Chandrayaan-2, the second lunar mission by the Indian Space Research Organisation (ISRO), failed to make a soft landing on moon and lost connection with Vikram Lander. ISRO has released the latest photos of the moon taken from high-resolution Chandrayaan-2 orbiter’s camera as it continues to perform scheduled experiments on the lunar surface.
Chandrayaan-2, the second lunar mission by the Indian Space Research Organisation (ISRO), failed to make a soft landing on moon (September 7) and lost connection with Vikram Lander.
Vikram Lander was just 2.1 kilometres above the lunar surface when it lost contact with ISRO, throwing a pall of gloom over the Indian space agency.
After the hard-landing of Vikram Lander on the lunar surface, the Indian Space Research Organisation (ISRO) had expressed hopes that they have at least 14 days to establish contact but hasn’t been able to communicate with it so far.
National Committee of academicians and ISRO experts is analysing the cause of communication loss with VikramLander.

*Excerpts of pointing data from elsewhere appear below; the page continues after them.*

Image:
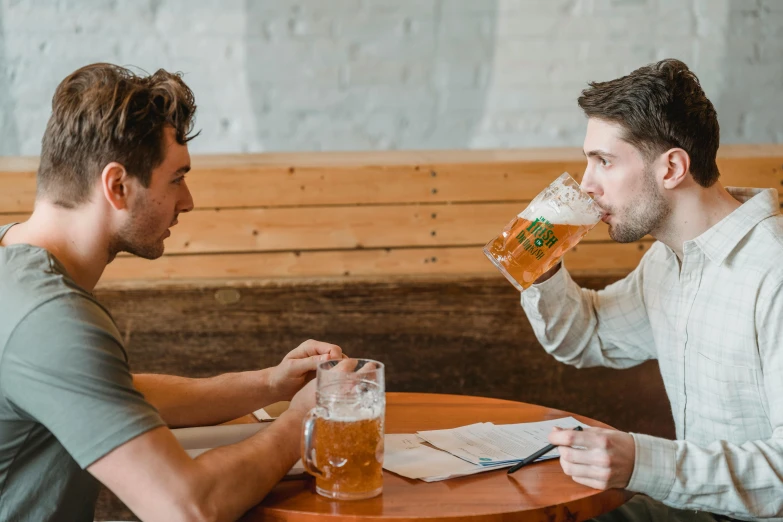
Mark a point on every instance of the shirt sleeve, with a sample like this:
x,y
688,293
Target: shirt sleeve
x,y
65,367
586,328
739,480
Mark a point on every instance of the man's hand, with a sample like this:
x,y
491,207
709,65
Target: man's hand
x,y
299,366
606,461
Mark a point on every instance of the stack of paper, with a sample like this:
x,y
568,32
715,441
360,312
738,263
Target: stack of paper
x,y
468,449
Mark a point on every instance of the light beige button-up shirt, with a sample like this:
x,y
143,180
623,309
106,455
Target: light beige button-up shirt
x,y
715,324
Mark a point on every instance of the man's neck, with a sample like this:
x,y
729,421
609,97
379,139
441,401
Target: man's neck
x,y
77,239
694,211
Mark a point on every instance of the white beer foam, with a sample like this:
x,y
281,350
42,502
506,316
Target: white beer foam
x,y
563,206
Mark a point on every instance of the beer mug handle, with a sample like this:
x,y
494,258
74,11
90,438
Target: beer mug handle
x,y
307,443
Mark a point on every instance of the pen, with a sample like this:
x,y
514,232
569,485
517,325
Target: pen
x,y
543,451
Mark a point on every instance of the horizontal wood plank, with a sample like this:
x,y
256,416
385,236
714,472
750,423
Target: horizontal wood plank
x,y
389,177
585,258
331,228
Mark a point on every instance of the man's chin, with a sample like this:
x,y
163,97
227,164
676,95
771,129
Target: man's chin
x,y
150,253
624,236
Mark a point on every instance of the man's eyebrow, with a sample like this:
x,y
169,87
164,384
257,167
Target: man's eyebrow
x,y
598,152
182,170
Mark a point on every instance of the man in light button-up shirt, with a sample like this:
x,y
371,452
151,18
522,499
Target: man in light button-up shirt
x,y
706,301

Chandrayaan-2 Takes Moon Images Using OHRC
The OHRC on-board Chandrayaan-2 provides very high spatial resolution images of the moon. This operates in the visible panchromatic band (450-800 nm).
OHRC important tool for lunar topographic studies. With a spatial resolution of 25 cm from a 100 km orbit and a swath of 3 km, it provides the sharpest images ever from a lunar orbiter platform. OHRC is an important new tool for lunar topographic studies of select regions.
This OHRC image was acquired at 4:38 IST on September 5, 2019 from 100 km altitude.
The image covered a part of Boguslawsky E crater (14 km diameter and 3 km depth) and surroundings, which lies in the southern polar area of moon (Palon H. Ludwig von Boguslawsky was a German astronomer).